Nilsson took a close look at the accounts that included an email address as the username. Many are webmail addresses (15,000 being hotmail and 2000 being gmail). 6046, including some invalid entries, were country specific; and of those, 5736 used a ‘.com.br’ address.
“So, almost 95% of the country-specific e-mails are from Brazil (.com.br)!” he wrote. “I think this is probably the result of either a leak of a big Brazilian hacked website, or a Brazil-targeted phishing, combined with 9000 Twitter-spam accounts.” Later, he added, “the e-mail ones seem to originate from the June 2011 leak by Lulzsec.”
Part of Nilsson’s analysis involved the use of Pipal, a password analyzer developed by DigiNinja (Robin Wood, whose day job is a senior security engineer at RandomStorm). The purpose of the analyzer is to help security audit companies (such as RandomStorm) to develop new approaches to password auditing – which basically involves testing their strength by trying to crack them. “Quite often,” he explained to Infosecurity, “when you grab passwords and try to crack them you don't manage to get all of them. Running a Pipal analysis on the ones cracked can give ideas on what to try when trying to crack the rest. We also look at the trends and build them into our general cracking strategy for the next audit we do.”

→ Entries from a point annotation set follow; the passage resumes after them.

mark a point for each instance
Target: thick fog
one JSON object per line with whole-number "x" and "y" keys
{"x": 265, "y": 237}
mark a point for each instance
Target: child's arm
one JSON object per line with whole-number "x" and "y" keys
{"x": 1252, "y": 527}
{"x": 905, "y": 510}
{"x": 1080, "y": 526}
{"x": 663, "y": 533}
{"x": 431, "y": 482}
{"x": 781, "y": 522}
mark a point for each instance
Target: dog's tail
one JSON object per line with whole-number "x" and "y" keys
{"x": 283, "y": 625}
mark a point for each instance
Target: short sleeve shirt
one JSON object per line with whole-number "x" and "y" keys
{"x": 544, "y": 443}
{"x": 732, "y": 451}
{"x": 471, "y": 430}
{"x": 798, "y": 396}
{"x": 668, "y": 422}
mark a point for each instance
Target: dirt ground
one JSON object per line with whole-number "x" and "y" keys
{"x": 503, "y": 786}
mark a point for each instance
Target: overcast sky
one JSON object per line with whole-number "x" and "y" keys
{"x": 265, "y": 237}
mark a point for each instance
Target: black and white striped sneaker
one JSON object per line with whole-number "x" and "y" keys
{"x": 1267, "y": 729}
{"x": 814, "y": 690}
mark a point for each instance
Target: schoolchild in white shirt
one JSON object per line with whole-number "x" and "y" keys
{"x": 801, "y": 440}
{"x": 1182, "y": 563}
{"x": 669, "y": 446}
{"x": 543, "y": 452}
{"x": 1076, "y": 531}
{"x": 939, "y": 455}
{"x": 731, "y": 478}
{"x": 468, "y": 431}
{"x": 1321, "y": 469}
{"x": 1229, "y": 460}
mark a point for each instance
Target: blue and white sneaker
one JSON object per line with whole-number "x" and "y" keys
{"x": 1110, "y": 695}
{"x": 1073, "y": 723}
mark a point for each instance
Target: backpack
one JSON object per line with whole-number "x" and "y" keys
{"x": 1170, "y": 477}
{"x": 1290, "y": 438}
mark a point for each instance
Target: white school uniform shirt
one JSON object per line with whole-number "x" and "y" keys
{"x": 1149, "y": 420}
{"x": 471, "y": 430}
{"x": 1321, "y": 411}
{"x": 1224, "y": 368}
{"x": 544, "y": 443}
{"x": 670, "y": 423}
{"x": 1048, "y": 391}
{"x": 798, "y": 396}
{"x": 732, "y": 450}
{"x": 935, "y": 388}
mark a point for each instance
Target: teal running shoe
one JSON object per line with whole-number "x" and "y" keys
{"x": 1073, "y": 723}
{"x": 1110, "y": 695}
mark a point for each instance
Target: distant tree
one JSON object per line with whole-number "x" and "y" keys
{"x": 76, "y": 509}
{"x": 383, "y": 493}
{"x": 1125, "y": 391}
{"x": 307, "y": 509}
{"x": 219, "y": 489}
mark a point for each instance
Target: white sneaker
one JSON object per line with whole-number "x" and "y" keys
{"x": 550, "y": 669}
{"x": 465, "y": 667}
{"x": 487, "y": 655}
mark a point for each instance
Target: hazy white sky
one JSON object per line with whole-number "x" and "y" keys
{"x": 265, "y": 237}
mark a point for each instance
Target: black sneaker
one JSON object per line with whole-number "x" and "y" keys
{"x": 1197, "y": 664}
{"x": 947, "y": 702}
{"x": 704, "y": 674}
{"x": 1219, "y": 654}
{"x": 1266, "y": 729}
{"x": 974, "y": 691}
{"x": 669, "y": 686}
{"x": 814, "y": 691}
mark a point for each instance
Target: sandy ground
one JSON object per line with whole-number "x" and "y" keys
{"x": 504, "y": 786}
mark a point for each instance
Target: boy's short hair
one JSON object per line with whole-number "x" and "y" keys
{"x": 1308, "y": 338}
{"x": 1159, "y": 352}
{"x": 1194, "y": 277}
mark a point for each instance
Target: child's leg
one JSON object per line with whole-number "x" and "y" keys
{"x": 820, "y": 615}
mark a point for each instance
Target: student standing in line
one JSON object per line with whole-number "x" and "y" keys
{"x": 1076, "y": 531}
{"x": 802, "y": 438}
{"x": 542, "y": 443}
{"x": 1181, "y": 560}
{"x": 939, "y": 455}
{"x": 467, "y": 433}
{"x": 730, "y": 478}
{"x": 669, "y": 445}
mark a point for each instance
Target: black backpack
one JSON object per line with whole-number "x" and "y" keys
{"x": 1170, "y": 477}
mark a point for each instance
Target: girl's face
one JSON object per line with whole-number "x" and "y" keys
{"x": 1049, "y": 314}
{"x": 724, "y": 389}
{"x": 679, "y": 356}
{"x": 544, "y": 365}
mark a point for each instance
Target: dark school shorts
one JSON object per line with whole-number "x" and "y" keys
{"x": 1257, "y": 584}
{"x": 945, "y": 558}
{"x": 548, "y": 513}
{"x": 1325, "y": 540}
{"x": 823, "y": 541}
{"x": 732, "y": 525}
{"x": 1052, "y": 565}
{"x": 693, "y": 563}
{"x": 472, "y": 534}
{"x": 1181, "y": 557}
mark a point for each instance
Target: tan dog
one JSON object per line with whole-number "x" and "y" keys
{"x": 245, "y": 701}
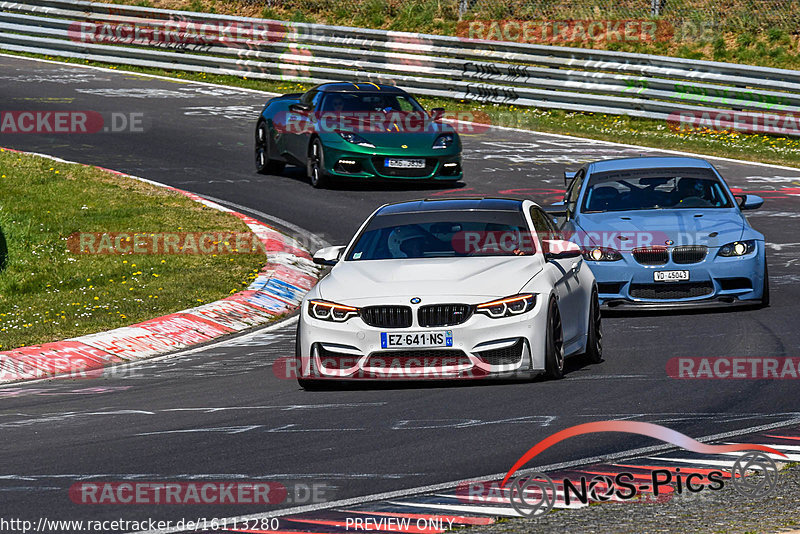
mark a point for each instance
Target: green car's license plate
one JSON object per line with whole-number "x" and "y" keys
{"x": 404, "y": 163}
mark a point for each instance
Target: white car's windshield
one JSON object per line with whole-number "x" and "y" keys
{"x": 444, "y": 234}
{"x": 645, "y": 189}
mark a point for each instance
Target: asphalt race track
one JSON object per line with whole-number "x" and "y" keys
{"x": 221, "y": 413}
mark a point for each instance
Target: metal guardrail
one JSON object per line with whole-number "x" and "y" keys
{"x": 573, "y": 79}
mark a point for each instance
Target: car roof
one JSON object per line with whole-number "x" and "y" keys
{"x": 452, "y": 204}
{"x": 647, "y": 162}
{"x": 356, "y": 87}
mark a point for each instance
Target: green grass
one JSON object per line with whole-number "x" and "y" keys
{"x": 48, "y": 293}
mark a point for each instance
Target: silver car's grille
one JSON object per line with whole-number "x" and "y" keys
{"x": 651, "y": 256}
{"x": 689, "y": 254}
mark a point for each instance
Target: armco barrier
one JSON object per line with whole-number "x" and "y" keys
{"x": 277, "y": 290}
{"x": 522, "y": 74}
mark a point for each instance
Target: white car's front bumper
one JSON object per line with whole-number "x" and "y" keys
{"x": 482, "y": 347}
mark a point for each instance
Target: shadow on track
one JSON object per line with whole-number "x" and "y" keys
{"x": 571, "y": 365}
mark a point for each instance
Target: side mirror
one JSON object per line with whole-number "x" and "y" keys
{"x": 557, "y": 209}
{"x": 328, "y": 255}
{"x": 437, "y": 113}
{"x": 556, "y": 249}
{"x": 749, "y": 202}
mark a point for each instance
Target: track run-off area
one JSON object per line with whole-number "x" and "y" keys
{"x": 221, "y": 412}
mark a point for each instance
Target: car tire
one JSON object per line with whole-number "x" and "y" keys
{"x": 265, "y": 165}
{"x": 554, "y": 343}
{"x": 594, "y": 335}
{"x": 316, "y": 165}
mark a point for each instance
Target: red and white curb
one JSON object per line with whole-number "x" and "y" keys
{"x": 277, "y": 290}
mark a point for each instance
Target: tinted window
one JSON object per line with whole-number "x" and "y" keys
{"x": 542, "y": 223}
{"x": 573, "y": 192}
{"x": 443, "y": 234}
{"x": 349, "y": 102}
{"x": 645, "y": 189}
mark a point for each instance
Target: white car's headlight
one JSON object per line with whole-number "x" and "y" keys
{"x": 737, "y": 248}
{"x": 508, "y": 306}
{"x": 331, "y": 311}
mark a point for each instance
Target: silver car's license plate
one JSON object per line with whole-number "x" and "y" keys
{"x": 404, "y": 163}
{"x": 670, "y": 276}
{"x": 390, "y": 340}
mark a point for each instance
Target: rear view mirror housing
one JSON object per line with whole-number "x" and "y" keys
{"x": 328, "y": 255}
{"x": 749, "y": 202}
{"x": 556, "y": 249}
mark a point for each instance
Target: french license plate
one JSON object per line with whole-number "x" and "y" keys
{"x": 416, "y": 339}
{"x": 670, "y": 276}
{"x": 404, "y": 163}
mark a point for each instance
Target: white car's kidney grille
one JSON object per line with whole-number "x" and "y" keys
{"x": 387, "y": 316}
{"x": 443, "y": 314}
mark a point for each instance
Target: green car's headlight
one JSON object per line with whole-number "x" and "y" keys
{"x": 737, "y": 248}
{"x": 354, "y": 138}
{"x": 444, "y": 141}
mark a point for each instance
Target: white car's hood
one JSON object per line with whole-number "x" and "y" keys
{"x": 482, "y": 277}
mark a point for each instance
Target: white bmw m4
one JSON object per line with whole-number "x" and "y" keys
{"x": 449, "y": 289}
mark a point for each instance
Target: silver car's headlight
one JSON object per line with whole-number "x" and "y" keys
{"x": 330, "y": 311}
{"x": 508, "y": 306}
{"x": 737, "y": 248}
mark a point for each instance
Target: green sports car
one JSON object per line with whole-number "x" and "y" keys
{"x": 362, "y": 131}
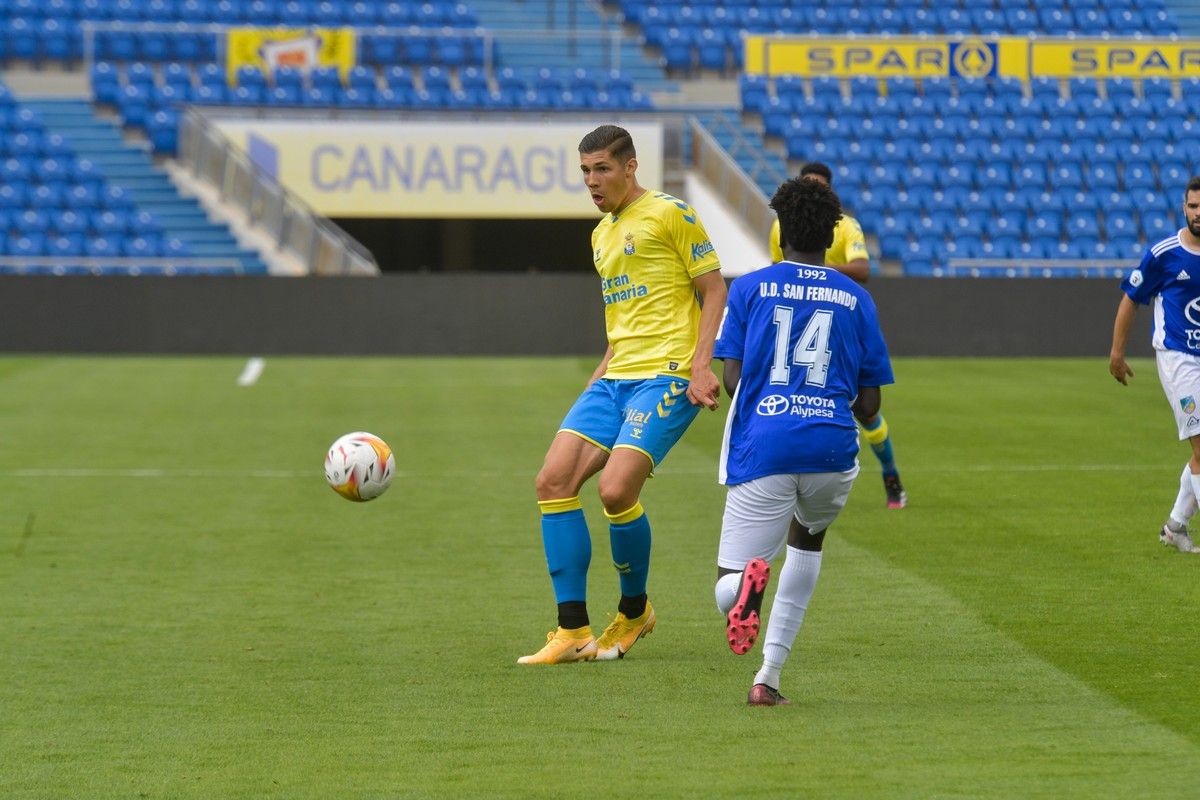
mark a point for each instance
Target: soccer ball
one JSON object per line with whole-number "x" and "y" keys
{"x": 360, "y": 465}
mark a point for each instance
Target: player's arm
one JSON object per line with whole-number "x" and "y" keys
{"x": 705, "y": 390}
{"x": 868, "y": 402}
{"x": 857, "y": 265}
{"x": 603, "y": 368}
{"x": 731, "y": 376}
{"x": 859, "y": 269}
{"x": 1121, "y": 326}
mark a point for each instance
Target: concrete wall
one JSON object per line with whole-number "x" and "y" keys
{"x": 473, "y": 313}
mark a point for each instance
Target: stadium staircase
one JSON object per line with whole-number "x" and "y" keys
{"x": 745, "y": 145}
{"x": 557, "y": 49}
{"x": 130, "y": 167}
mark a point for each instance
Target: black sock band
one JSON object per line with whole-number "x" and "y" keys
{"x": 571, "y": 614}
{"x": 631, "y": 607}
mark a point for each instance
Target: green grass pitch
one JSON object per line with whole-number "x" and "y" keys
{"x": 187, "y": 611}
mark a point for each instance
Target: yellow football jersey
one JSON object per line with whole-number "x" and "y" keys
{"x": 849, "y": 242}
{"x": 647, "y": 258}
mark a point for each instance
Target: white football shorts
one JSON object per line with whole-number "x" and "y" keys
{"x": 1180, "y": 376}
{"x": 757, "y": 513}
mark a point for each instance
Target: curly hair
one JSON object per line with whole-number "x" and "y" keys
{"x": 808, "y": 212}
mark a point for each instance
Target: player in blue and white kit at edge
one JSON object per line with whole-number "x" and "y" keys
{"x": 1169, "y": 275}
{"x": 803, "y": 354}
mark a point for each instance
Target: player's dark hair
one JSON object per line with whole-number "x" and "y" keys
{"x": 817, "y": 168}
{"x": 808, "y": 212}
{"x": 612, "y": 139}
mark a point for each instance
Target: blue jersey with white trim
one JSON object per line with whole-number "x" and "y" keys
{"x": 808, "y": 337}
{"x": 1169, "y": 275}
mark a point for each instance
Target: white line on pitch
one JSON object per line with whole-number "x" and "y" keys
{"x": 251, "y": 372}
{"x": 684, "y": 471}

He ran his own Pipal test on the dump. “The base words section,” he told Infosecurity, “shows words that passwords are built from.” This showed the top ten base words included ‘junior’, ‘brasil’, ‘rafa’, ‘carlos’ and ‘junior’. “From these base words here I would have thought that most of the passwords in the list came from a Spanish or Latin American country,” he added, with the inclusion of ‘brasil’ supporting Nilsson’s Brazil-hack conclusion.
Wood also looked at the use of years within the passwords: they peak between 2008 and 2010. “The years are interesting,” he said. “2008-2010 are the most popular, which backs up Nilsson’s assertion that the leak happened a while ago.”
Wood believes that his analysis of the strength of passwords shows that Twitter could do better. “Twitter does have a minimum requirement of 6 characters,” he said, “but that isn't really much with the speed of brute forcing or cracking passwords.” It’s almost a personal crusade. “I regularly try to name and shame sites which have bad, or no, password policies. I had a big argument with Paypal and Amex about this as they both cap at about 20 characters. There is no technical reason for this if they are storing their passwords correctly; that is, hashing them not storing in clear text. Hashes all come out at the same length in the end.”